Many of the soldiers streaming home from the fronts could no longer find the homes they knew: they could not integrate into civilian life or find work.
Hopelessness and years of unprecedented suffering left their imprint on political life. There emerged ever more radical and violent forces, the representatives of which declared old authorities illegitimate and old values obsolete. As a result, one crisis followed another. Although the so-called “victors” promised that it had been “the war to end all wars”, in November 1918 conflict was far from over. Once back home, millions of soldiers faced a new reality, in which the world they had left for “wartime adventure” had disappeared like a receding fog, and sometimes they found that the country in whose service they had risked their lives no longer existed.
„War had taken hold of them and would never let them go. They would never really belong to their homes again.”
Ernst von Salomon
„History is made in the trenches where under the foolish pressure of war-madness the soldier thrusts his bayonet into the officer’s body and escapes to his home village to set fire to the manor house.”
V. I. Lenin
„Both of my dear Karl’s legs were ripped off at Verdun, but at least he’s alive.

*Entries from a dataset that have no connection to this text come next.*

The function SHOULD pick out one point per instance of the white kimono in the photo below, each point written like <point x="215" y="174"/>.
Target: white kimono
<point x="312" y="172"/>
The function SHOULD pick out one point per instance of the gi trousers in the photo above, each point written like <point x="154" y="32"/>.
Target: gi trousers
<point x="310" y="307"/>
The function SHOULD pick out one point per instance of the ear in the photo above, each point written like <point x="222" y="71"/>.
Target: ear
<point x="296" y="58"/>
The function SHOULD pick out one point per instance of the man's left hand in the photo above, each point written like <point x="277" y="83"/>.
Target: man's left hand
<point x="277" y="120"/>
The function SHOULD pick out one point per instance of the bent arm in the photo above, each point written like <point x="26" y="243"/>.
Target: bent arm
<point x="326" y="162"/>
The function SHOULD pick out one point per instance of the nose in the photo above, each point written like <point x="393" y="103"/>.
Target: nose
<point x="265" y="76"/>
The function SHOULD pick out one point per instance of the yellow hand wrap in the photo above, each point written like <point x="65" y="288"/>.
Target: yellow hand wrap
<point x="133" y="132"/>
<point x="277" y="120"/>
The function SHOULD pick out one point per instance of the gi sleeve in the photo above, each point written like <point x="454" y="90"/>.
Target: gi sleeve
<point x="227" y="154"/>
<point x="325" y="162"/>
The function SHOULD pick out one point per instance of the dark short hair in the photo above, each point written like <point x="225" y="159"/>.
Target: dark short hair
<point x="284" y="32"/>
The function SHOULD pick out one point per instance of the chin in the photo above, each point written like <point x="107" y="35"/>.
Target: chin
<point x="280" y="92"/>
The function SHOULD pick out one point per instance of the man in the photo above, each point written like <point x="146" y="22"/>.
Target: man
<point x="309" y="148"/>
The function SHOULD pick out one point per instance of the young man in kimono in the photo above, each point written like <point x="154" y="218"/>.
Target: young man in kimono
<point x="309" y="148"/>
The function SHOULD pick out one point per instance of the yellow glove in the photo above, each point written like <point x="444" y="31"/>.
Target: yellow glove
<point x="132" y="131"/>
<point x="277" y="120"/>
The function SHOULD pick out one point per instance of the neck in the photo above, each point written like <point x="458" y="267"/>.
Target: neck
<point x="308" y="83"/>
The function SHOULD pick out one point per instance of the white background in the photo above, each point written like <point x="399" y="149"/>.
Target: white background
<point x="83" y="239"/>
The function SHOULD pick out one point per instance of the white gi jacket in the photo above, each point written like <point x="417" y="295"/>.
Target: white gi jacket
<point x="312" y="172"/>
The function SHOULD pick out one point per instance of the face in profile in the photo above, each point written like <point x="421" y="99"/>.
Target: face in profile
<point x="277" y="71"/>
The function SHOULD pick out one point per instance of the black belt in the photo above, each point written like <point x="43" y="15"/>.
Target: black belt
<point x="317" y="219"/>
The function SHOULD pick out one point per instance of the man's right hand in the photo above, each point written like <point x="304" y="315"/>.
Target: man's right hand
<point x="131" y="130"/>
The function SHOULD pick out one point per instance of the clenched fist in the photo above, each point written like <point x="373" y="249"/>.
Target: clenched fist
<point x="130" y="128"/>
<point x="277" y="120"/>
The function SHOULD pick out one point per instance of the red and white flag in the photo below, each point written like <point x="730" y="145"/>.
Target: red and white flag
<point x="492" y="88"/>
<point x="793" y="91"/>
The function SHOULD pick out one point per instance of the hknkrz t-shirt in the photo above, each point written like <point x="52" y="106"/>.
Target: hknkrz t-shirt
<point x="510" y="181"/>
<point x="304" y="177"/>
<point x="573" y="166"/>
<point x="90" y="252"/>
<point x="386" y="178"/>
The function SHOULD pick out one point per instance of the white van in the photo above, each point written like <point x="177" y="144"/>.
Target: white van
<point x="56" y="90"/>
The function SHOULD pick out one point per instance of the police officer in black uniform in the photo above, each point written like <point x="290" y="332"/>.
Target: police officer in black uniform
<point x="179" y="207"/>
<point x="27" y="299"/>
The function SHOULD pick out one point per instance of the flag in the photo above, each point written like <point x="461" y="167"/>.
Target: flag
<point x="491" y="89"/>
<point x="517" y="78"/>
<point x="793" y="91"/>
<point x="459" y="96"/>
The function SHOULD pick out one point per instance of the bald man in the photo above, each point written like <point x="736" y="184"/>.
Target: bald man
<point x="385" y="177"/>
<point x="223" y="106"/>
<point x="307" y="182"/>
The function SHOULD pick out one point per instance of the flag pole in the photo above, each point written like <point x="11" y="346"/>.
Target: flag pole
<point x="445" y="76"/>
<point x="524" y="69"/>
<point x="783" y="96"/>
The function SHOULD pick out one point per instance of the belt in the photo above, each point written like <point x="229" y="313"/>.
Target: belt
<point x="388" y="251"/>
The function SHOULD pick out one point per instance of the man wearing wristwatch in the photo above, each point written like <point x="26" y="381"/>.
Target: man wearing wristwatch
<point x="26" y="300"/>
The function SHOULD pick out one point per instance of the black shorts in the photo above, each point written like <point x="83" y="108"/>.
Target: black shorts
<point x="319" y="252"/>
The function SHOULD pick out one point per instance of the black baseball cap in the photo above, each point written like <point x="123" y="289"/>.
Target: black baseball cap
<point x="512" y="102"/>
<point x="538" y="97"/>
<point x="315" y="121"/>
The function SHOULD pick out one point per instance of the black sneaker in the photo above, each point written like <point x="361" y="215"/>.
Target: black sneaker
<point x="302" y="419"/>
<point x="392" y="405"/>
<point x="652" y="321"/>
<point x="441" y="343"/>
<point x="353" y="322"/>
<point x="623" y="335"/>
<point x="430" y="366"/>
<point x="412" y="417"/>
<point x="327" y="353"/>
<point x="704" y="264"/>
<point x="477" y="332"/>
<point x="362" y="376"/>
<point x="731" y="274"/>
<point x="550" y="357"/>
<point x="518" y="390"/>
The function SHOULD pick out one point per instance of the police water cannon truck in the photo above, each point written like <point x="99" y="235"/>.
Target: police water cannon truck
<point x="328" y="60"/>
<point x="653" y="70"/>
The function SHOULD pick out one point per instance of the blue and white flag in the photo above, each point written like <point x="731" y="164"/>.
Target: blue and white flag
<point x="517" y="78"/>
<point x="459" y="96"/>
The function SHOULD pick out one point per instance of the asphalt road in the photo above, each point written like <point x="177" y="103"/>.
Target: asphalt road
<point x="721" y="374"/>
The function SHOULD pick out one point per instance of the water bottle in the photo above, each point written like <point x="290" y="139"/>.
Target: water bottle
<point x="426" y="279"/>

He spends his days sitting in the corridor facing the courtyard, smoking his cigars. He never laments, he just snuffles sometimes, saying that his legs hurt.”
Hildegard Storch, 1919
„I miss my fellow soldiers; my wife looks at me as if I were a stranger; there is no work to be found; we are
hungry; the only occupation I know is killing.”
Pál Kovács, 1918
The treaty includes no provisions for the economic rehabilitation of Europe, nothing to stabilise the defeated Central Empires, or nothing to reclaim Russia.